LazerSteve--anyone besides me report to you about their having difficulty downloading or opening your second Schor patent acrobat file? The first one worked great. The one put up by GSP worked great. Thanks for any clues or assist. Mike.


----------



## lazersteve (May 23, 2007)

Mike Here it is again. I tested it just now and it worked all the way to the last page.


----------



## mike.fortin (May 23, 2007)

LazerSteve--thanks for your reply. It downloads about 428K and then tells me there is an error in the file and it cannot open it. I don't know what to try next. Could there be some setting in my own machine I'm tripping over at 428K? I'm open to ideas. Thanks. Mike.


----------



## lazersteve (May 23, 2007)

All,

Anyone else having the same problem with this file?


----------



## jimdoc (May 23, 2007)

I just downloaded them fine and I am on a PII with Windoes 98 and DSL.


----------



## tom341 (May 24, 2007)

Wow what a help you have been Goldsilverpro.
I will call COORS in Denver and order the P-1/2-BC next Friday when I get paid. It appears that there are 8 in an order for the $30.00 cost. I know the Area code is in Denver Colorado because most of Colorado was area code 303 and it changed here in Pueblo Colorado about 5 years ago from 303 to719 so that would put it in Denver or Golden. I have the chemicals from my Shor machine but I have never used it yet. But I would much rather put this together and retrofit it with a design most people here on the form can use at a reasonable cost. The precipitant from Shor looks like salt in consistency, now with the idea of some sort of Shaker basket to put electronic scrap into made out of Stainless Steal this might acutely work. When the amps drop to zero or there about shake the basket to get moor pins or plates to make contact with the SS basket and wait for amps to drop until you just don’t get conductivity any more. The beauty of this is that the Gold will not only be recovered but refined at the same time without the dangerous nitric acid fumes, and the use of safer chemicals without the HCL and sulfuric acids are also a plus.


----------



## tom341 (May 24, 2007)

Hay Steve, 
You have also been a great help here maybe with moor people working on this we will be able to refine our scrap much faster THX all. <*///><..tom


----------



## goldsilverpro (May 24, 2007)

Tom341,

Hope you read this before you order.

I think those Coors prices are full retail. I've found that you can get them cheaper through a distributor.

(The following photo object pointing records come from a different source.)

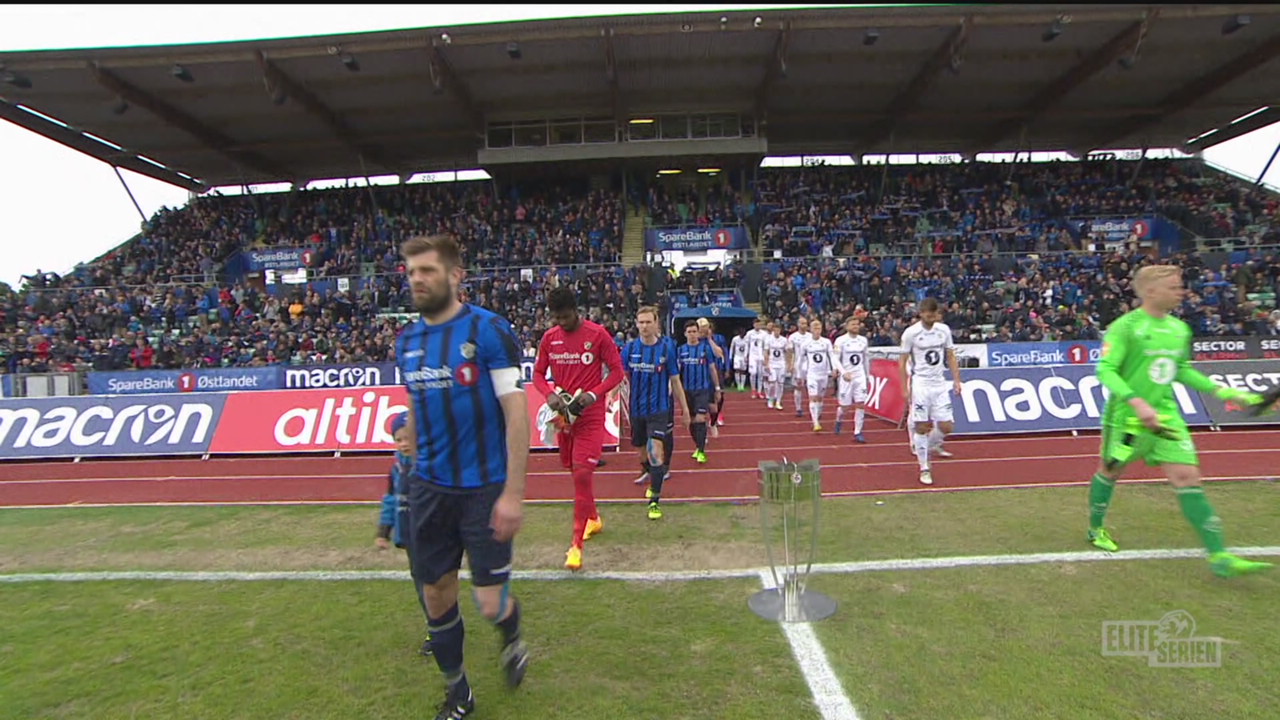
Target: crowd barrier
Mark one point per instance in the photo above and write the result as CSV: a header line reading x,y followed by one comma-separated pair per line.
x,y
373,374
995,400
1065,397
225,423
225,379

The P-1/2-BC is actually the pore size. I just found the 2"X4" one (#60495), in the right pore size, on sale for $7.14. And you can buy them individually.

http://www.macbicnj.com/Merchant2/merchant.mvc?Screen=PROD&Store_Code=online&Product_Code=Coors60495

Here's a bunch of Coors stuff on sale. I notice there are some Buchner vacuum funnels on the list at good prices.

http://www.macbicnj.com/Merchant2/merchant.mvc?Screen=CTGY&Store_Code=online&Category_Code=coors

That whole Macbic site is nothing but clearance items. Great prices. Here's Coors spot plates for less than half price. The one pictured is not the one being sold. The one on sale has 12 depressions. Spot plates are the very best way to do stannous chloride tests.

http://www.macbicnj.com/Merchant2/merchant.mvc?Screen=PROD&Store_Code=online&Product_Code=34276-0160


----------



## tom341 (May 26, 2007)

goldsilverpro,

Thank you for all your help I will be ordering the ones on sale at the site you referred me to. I don’t know how you fiend this kind of information but hay don’t stop its great. I do have to weight until this Friday 6/1/07 that’s pay day for me I am a D.A.V. and I only get paid once a month. ..THX...<*\\\><...TOM


----------



## aflacglobal (Jan 26, 2008)

Thread cont :arrow: http://goldrefiningforum.com/phpBB3/viewtopic.php?p=5486#5486


----------



## Irons (Jan 26, 2008)

goldsilverpro said:


> The Shor patent of the ammonium chloride electrolyte that dissolves the gold also is #5,009,755. It has 1 to 2 pounds of ammonium chloride per gallon, 2 to 4 ozs of NaCl per gallon, and .25 fl.oz. of hydrogen peroxide per gallon. The anode is bagged and the anode solution is separated from the cathode by a membrane. I think this patent is what the Simplicity machine is based on but, I need to read the Simplicity instructions again to make sure. I may be wrong. The Shor patents are quite confusing and I haven't spent that much time analyzing them. The catalyst is probably the peroxide. The gold can be dropped with any of the common sulfite compounds. The Pt group metals stay in the anode bag.



According to the patents, a small amount of Gold Chloride is added to the electrolyte as well to prime the electrolyte. The catalyst envelope also contains a chemical that generates a small quantity of Peroxide to act as a depolarizer. Once the cell gets going, the anode generates more.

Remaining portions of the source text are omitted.